By the time I left maybe we were friends, or at least friendlier than we'd been. And there was no doubt in my mind that having my favorite DVDs and my pride intact couldn't compensate for not having Thomas.
********************
It was inevitable that, since Thomas knew what he wanted and I only had some half-baked and untested ideas about what I thought I didn't, he would prevail. It didn't happen immediately or all at once and it was more me pulling than Thomas pushing, or so it felt at the time. The only thing that Thomas ever required was that I expressly ask for it and that I not be a dick afterward. In essence it meant that I initiated sexual encounters between us and he ended them. And afterward, everything was more or less back to normal until the next time.

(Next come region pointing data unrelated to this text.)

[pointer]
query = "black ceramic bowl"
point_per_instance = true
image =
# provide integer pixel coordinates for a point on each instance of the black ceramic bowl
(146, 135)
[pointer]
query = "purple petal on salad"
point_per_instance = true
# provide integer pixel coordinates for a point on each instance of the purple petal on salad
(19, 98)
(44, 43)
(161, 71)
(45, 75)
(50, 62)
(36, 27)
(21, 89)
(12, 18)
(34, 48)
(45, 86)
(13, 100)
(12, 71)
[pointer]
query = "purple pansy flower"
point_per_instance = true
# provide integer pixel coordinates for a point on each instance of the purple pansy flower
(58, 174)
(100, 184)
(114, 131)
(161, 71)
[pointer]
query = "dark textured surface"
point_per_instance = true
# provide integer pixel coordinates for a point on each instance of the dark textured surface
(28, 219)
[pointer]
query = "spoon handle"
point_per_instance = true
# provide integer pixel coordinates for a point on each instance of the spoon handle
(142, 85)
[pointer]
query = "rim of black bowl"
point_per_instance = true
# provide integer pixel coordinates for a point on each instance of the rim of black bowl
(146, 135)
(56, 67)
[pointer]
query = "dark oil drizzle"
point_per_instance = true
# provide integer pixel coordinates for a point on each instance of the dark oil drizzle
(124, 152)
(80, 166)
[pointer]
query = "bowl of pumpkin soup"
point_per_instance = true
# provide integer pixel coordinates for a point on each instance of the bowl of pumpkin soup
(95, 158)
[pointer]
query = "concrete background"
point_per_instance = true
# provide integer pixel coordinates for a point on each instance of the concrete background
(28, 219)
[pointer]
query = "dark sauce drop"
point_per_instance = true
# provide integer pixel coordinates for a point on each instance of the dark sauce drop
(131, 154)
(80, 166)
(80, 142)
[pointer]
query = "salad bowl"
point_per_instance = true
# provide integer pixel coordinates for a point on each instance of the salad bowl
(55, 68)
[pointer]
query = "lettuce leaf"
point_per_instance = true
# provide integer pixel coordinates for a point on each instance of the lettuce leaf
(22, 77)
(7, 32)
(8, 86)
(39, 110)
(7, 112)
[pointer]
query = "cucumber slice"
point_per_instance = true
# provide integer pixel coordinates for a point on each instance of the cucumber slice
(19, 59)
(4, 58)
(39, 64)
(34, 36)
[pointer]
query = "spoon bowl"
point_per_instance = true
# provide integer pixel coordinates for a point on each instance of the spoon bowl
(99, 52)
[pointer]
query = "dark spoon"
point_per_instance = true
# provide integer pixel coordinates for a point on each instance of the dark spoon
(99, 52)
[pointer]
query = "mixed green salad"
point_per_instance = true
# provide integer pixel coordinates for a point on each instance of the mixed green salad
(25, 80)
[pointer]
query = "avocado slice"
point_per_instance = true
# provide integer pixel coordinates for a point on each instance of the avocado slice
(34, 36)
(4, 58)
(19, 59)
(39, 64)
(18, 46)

Neither of us commented on the fact that the intervals between encounters were getting shorter and that we were doing a little bit more each time. I didn't want to acknowledge it, and I was happy that he didn't either. Whenever I wasn't with him, when I was in class or at swim practice or working in the dining hall, I would concentrate fiercely on the moment. There was always something new to memorize, another lap to swim, more shredded cheese to sweep off the carpet around the salad bar; life went on. And then I'd get back to my room, and Thomas would be there, and my world would shift on its axis.